Despite losing two of their opening three games, Dublin have been shaking off the early-season dust since, while not exactly hitting their top form.
They pacified a then-burgeoning Mayo three weeks ago with an eight-point win in Croke Park before going up a gear to quell a gutsy Roscommon challenge at Dr Hyde Park last day out. They were signs that Jim Gavin’s men are intensifying their performances week by week, and they now stand very firmly in the mix for a place in the Division One final.
Tyrone though have also been resurgent in recent weeks, and the ever-competitive Harte is by no means looking at Saturday’s showdown as a foregone conclusion. Instead he sees it as an opportunity to assess how his side are shaping up as they close out the league campaign and look ahead nine weeks to the Ulster Championship opener versus Derry.
“I see it as another two points to be fought for. I don’t think that anybody would be thinking at this stage of the year that you’re seeing Dublin at their peak. You’re just seeing a Dublin team that has a lot of quality and that are able to beat teams at any time of the year when they meet them.

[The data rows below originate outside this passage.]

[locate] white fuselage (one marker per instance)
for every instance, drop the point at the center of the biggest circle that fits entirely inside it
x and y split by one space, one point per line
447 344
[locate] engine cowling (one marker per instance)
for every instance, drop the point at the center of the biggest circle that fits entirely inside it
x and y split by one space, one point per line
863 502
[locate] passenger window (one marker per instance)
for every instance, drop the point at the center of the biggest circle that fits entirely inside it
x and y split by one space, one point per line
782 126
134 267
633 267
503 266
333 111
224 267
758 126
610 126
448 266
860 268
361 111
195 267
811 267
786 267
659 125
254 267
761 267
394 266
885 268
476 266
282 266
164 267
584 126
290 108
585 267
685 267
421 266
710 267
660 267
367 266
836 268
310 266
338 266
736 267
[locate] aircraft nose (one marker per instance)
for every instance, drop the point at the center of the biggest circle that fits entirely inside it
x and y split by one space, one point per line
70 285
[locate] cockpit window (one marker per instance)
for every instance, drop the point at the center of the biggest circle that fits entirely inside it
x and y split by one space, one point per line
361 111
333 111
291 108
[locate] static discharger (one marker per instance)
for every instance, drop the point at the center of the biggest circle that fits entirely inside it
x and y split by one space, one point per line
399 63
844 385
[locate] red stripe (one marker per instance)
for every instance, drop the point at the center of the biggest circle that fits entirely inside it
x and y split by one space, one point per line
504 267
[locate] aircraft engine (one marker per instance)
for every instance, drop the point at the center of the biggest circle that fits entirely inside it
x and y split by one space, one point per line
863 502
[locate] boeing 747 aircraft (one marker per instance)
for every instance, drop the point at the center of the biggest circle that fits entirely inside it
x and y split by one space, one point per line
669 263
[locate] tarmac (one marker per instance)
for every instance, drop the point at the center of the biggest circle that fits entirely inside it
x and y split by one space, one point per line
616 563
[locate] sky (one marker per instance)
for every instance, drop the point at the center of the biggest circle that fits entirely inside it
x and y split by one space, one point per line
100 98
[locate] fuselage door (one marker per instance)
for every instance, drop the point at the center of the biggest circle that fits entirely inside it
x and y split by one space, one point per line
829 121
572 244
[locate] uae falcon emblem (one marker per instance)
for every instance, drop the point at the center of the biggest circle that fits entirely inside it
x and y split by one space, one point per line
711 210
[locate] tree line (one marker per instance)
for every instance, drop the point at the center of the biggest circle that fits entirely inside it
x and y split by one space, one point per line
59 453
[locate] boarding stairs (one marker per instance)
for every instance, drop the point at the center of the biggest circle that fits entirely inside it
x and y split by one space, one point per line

I think it’s a question of ‘how do we stand right now?’ in terms of trying to get a few more league points.
“It’s not a place where you go in expectation, it’s more in hope that you go. But it’s going to be a good barometer of the progress that we think we are making at the minute.”
Harte pointed to Dublin’s ability to replace quality with quality in recent years as one of their key attributes. Stars from the 2013 team - Bernard Brogan, Paul Flynn and Michael Dara MacAuley – have had to settle for bit-part roles in recent campaigns, while the likes of Brian Fenton and Con O’Callaghan have emerged and proceeded to keep Dublin perpetually moving forward.
The unexpected departures of multiple All-Star winners Rory O’Carroll in 2016 and Diarmuid Connolly in 2018, as well as the sabbaticals of Paul Mannion (2015) and Jack McCaffrey (2016), would have been enough to rock any county team, but Dublin have been able to introduce other quality players to slot in and maintain their iron grip on Sam Maguire.
Last year saw Brian Howard and Eoin Murchan come in and establish themselves in the first team, while the stellar performances of Cormac Costello so far this season suggest that this could be the year he cements himself in Jim Gavin’s plans.
“It’s well-known they’re not short of options,” said Harte. “While they have people going out at the top end of the conveyor belt, they’ve lots of quality young men coming. The boys in the mid age range are serious operators, they have a lot of experience and quality, and a lot of titles to prove it.
“They’re a force to be reckoned with and it’s not hard to see why. They have four All-Irelands a row, and anyone else with that there you’d be saying they’re the team of the century. Dublin deserve that title too.”